September 17, 2019  By  Ellen Cools

Photo: Annex Business Media

The government of B.C. today announced $69 million in funding for a new series of measures aimed at supporting Interior B.C. forest workers impacted by mill closures and shift reductions.

“The previous government knew that the end of mountain pine beetle harvest would disrupt the lives of forest workers, contractors and communities, but they did little to prepare for this inevitable transition,” said B.C. Premier John Horgan in a statement. “While the forest sector must reduce surplus milling capacity to remain competitive, it cannot do so at the expense of the workers, contractors and communities who built the industry. Our government will ensure that forest workers impacted by mill closures are supported.”

Premier Horgan and Doug Donaldson, Minister of Forests, Lands, Natural Resource Operations and Rural Development, met with the CEOs of major Interior B.C. forest companies to set out measures to support forest workers, including:

  • $40 million to create a cost-shared, early-retirement bridging program for older forest workers
  • $15 million for a new short-term forest employment program focused on fire prevention and community resiliency projects
  • $12 million to help workers access skills training, and for employer and community grants for training
  • $2 million for the creation of a job placement co-ordination office that will track the transition and employment of impacted forest workers individually
  • Community support grants that will provide short-term assistance to communities severely impacted by the closure of a major forest employer

“The province is committed to supporting the people impacted by this change, but we need the forest industry and the federal government to step up and do their part as well,” Donaldson said in a statement. “I’m hopeful that the Interior forest sector recognizes that the new industry that will arise from this transition will need skilled, experienced workers to produce new forest products that can compete in global markets.”

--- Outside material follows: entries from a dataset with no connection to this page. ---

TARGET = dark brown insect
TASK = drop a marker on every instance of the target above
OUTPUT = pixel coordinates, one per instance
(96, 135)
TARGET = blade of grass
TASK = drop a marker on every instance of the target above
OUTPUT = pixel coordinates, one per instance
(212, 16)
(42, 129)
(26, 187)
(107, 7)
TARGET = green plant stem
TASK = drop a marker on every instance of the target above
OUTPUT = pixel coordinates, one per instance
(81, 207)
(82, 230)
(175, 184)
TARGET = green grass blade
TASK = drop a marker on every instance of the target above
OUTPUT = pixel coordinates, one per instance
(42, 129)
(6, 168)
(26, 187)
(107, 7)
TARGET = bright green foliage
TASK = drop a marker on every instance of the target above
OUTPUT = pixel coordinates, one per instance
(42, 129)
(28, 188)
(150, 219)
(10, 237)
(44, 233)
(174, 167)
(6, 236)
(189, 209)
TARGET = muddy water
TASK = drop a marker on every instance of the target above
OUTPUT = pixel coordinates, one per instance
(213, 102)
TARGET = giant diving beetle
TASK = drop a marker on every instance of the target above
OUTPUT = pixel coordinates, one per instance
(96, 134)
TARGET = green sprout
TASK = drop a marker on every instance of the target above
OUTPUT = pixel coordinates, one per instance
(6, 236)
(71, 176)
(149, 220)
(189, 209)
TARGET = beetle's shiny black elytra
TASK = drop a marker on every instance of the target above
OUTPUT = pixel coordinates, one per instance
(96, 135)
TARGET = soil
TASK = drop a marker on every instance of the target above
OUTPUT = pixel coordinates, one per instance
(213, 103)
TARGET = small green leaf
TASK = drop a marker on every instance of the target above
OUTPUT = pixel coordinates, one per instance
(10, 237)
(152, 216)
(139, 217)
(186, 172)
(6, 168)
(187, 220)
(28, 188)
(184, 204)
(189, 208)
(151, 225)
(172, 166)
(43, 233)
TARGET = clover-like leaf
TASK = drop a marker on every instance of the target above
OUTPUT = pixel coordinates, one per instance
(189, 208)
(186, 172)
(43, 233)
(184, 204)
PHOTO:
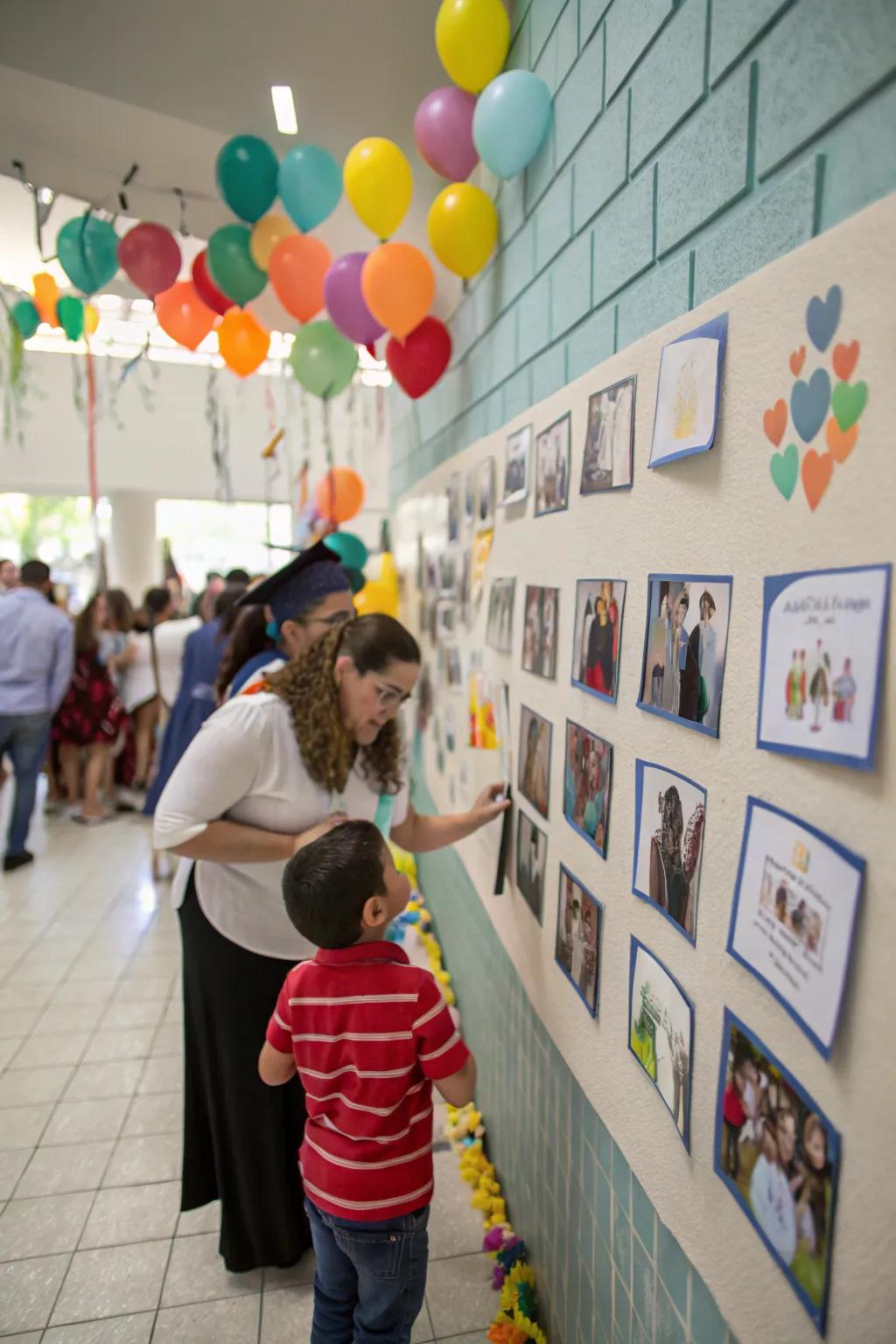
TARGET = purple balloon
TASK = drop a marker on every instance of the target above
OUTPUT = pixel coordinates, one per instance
(344, 301)
(444, 132)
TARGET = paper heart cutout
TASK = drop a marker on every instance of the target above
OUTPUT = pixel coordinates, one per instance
(775, 423)
(845, 359)
(841, 443)
(785, 469)
(816, 473)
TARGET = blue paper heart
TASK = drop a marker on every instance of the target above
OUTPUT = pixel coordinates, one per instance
(808, 403)
(822, 316)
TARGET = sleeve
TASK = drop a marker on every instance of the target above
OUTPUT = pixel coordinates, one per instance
(439, 1047)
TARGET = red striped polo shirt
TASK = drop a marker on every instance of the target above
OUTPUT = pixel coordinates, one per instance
(368, 1033)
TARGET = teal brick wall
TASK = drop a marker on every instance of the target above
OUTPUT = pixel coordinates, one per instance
(693, 142)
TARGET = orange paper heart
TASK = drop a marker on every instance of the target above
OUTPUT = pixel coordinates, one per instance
(841, 443)
(775, 423)
(845, 359)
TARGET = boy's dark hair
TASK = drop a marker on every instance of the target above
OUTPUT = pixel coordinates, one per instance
(328, 882)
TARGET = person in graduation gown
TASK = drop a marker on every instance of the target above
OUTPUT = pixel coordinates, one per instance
(268, 774)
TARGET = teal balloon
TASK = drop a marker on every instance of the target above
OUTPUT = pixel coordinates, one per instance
(511, 122)
(246, 175)
(323, 359)
(309, 186)
(88, 250)
(231, 263)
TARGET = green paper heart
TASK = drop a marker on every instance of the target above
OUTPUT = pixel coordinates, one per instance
(785, 469)
(848, 403)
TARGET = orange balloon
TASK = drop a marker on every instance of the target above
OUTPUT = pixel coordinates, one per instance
(242, 341)
(398, 286)
(339, 495)
(296, 269)
(183, 316)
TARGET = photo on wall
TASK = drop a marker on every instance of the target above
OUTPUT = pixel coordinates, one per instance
(552, 468)
(609, 438)
(669, 817)
(823, 636)
(586, 785)
(535, 760)
(794, 915)
(540, 632)
(598, 636)
(578, 940)
(662, 1032)
(684, 648)
(780, 1156)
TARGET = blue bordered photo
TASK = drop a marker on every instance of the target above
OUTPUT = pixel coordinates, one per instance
(669, 819)
(597, 636)
(780, 1156)
(821, 671)
(793, 920)
(685, 641)
(688, 393)
(662, 1032)
(578, 940)
(587, 780)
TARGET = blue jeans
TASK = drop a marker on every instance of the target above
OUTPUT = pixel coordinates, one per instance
(23, 738)
(371, 1277)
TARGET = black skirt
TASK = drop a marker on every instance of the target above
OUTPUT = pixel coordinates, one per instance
(241, 1138)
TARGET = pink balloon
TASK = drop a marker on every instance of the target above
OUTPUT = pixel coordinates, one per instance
(344, 301)
(444, 132)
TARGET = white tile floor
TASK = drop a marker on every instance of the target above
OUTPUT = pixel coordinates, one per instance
(93, 1249)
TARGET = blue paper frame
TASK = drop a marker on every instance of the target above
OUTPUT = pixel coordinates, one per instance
(818, 1314)
(639, 800)
(592, 1008)
(715, 330)
(566, 761)
(773, 586)
(848, 857)
(633, 956)
(654, 709)
(580, 686)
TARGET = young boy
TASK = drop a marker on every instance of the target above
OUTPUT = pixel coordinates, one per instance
(369, 1035)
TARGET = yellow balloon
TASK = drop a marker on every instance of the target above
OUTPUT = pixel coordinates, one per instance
(266, 234)
(462, 226)
(472, 38)
(379, 185)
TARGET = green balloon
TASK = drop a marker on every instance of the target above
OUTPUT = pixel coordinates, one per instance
(323, 359)
(231, 263)
(88, 250)
(246, 173)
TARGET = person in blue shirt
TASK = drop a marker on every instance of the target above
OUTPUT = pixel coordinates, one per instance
(37, 657)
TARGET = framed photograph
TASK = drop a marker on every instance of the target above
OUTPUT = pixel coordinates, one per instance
(780, 1156)
(540, 632)
(669, 817)
(794, 913)
(535, 760)
(552, 466)
(531, 857)
(823, 634)
(662, 1032)
(684, 648)
(499, 628)
(609, 440)
(598, 636)
(578, 942)
(688, 393)
(516, 471)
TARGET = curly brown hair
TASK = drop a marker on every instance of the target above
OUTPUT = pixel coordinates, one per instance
(308, 687)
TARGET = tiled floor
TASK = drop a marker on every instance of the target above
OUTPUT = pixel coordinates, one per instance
(93, 1249)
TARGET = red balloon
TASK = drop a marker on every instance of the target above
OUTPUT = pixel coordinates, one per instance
(206, 288)
(150, 257)
(418, 361)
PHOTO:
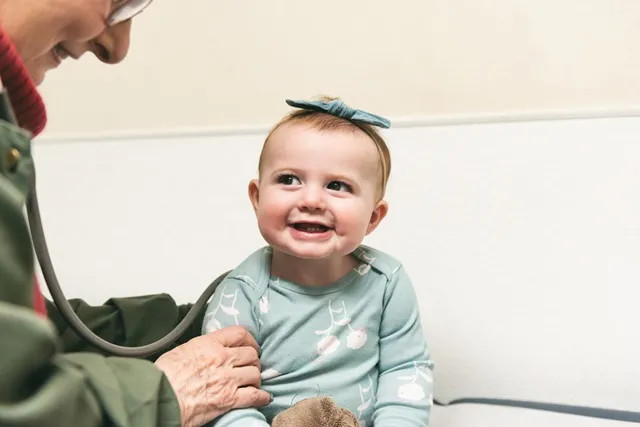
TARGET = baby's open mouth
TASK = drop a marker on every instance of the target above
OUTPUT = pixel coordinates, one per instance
(310, 227)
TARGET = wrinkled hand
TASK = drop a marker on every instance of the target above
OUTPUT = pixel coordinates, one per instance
(214, 373)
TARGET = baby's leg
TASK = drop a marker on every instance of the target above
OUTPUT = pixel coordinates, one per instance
(315, 412)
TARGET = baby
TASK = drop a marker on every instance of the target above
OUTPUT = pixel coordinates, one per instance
(332, 317)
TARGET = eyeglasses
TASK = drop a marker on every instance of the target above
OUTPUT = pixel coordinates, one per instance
(126, 9)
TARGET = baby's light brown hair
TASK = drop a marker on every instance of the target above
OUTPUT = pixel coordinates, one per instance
(327, 122)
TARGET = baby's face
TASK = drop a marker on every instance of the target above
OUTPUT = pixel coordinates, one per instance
(317, 196)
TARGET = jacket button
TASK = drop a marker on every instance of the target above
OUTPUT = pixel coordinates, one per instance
(11, 159)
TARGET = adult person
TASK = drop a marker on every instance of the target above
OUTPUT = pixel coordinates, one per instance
(40, 384)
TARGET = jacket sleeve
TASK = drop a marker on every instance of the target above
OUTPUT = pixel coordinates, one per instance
(40, 385)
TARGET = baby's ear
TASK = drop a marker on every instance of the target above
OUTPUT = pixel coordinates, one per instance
(254, 193)
(378, 214)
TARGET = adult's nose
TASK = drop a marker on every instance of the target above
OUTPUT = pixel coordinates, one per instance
(112, 45)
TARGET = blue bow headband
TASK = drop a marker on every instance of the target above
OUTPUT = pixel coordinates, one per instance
(340, 109)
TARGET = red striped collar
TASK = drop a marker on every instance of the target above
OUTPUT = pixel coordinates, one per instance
(25, 99)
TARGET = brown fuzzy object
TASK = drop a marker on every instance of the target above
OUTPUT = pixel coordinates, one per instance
(315, 412)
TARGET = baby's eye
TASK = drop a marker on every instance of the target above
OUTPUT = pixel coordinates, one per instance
(339, 186)
(288, 179)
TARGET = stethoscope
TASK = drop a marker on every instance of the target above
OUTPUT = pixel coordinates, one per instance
(122, 11)
(51, 280)
(67, 313)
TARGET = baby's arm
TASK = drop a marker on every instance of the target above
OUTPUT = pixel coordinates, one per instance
(230, 305)
(405, 384)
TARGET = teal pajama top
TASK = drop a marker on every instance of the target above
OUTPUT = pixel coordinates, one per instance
(358, 340)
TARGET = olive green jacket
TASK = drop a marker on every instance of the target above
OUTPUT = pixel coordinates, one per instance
(50, 377)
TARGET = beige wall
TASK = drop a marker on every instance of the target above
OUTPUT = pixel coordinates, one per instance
(231, 63)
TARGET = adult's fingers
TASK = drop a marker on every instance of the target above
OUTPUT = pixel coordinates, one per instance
(235, 336)
(244, 356)
(247, 397)
(246, 376)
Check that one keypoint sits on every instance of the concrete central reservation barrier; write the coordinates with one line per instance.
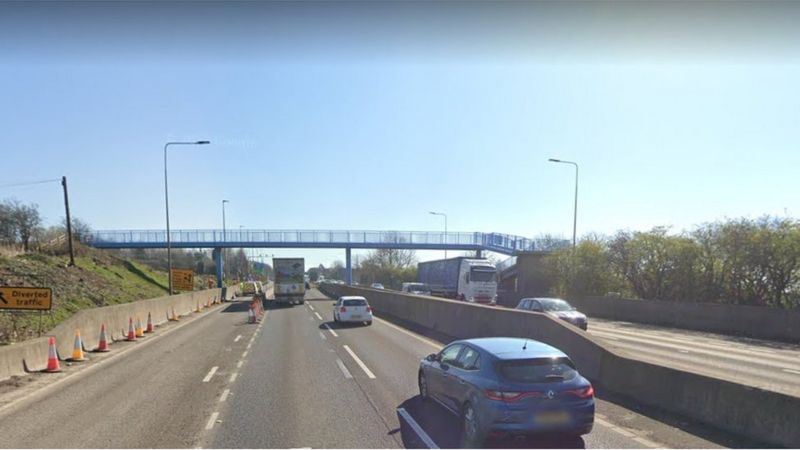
(755, 412)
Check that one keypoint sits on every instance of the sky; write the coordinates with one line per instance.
(366, 116)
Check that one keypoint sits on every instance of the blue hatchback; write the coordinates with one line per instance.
(508, 386)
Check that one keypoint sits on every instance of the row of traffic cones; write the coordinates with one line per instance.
(134, 332)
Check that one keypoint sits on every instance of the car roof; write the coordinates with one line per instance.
(511, 348)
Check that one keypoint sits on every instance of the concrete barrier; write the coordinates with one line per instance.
(33, 353)
(745, 410)
(752, 321)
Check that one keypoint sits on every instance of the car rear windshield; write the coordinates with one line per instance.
(539, 370)
(356, 302)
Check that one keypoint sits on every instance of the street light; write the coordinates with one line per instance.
(445, 228)
(166, 203)
(575, 211)
(224, 239)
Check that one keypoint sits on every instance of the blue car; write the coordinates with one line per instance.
(501, 387)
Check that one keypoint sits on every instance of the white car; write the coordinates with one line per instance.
(352, 309)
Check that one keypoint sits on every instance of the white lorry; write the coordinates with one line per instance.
(290, 287)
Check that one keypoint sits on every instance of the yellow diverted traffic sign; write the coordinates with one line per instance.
(183, 279)
(26, 298)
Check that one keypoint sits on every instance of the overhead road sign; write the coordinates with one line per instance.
(26, 298)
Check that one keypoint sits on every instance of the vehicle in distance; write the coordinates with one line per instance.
(557, 308)
(469, 279)
(416, 288)
(289, 284)
(352, 309)
(508, 387)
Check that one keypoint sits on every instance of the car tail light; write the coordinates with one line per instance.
(587, 392)
(506, 396)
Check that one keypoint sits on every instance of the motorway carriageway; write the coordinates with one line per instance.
(765, 364)
(294, 380)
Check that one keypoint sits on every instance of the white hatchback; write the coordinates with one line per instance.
(352, 309)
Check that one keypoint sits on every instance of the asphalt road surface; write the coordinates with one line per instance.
(294, 380)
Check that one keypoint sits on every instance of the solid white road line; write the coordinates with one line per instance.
(210, 374)
(415, 336)
(360, 363)
(344, 370)
(211, 420)
(331, 330)
(417, 429)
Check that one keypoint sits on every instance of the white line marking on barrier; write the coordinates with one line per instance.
(210, 374)
(360, 363)
(415, 336)
(343, 368)
(331, 330)
(212, 420)
(417, 429)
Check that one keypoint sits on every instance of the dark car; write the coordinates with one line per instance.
(557, 308)
(503, 387)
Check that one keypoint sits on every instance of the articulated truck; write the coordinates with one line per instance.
(290, 287)
(469, 279)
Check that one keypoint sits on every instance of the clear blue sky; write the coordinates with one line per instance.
(365, 116)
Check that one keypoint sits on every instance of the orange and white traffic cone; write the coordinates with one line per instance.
(52, 356)
(77, 349)
(251, 316)
(131, 332)
(103, 345)
(139, 331)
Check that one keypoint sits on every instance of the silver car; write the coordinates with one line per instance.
(557, 308)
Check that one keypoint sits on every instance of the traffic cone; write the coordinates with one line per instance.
(139, 330)
(52, 356)
(251, 316)
(77, 349)
(103, 345)
(131, 333)
(149, 328)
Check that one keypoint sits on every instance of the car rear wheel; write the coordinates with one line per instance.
(423, 386)
(471, 435)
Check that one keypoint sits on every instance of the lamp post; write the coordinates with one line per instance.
(575, 211)
(166, 203)
(224, 239)
(445, 228)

“We appreciate the province recognizing these supportive measures needed for impacted workers as industry adapts to declining timber supply. This funding for workers’ support aligns with our efforts at West Fraser to ensure continuing employment and opportunity for our hard-working employees and their families as industry works together with government on longer-term solutions to our current challenges,” said Ray Ferris, CEO, West Fraser, in a statement.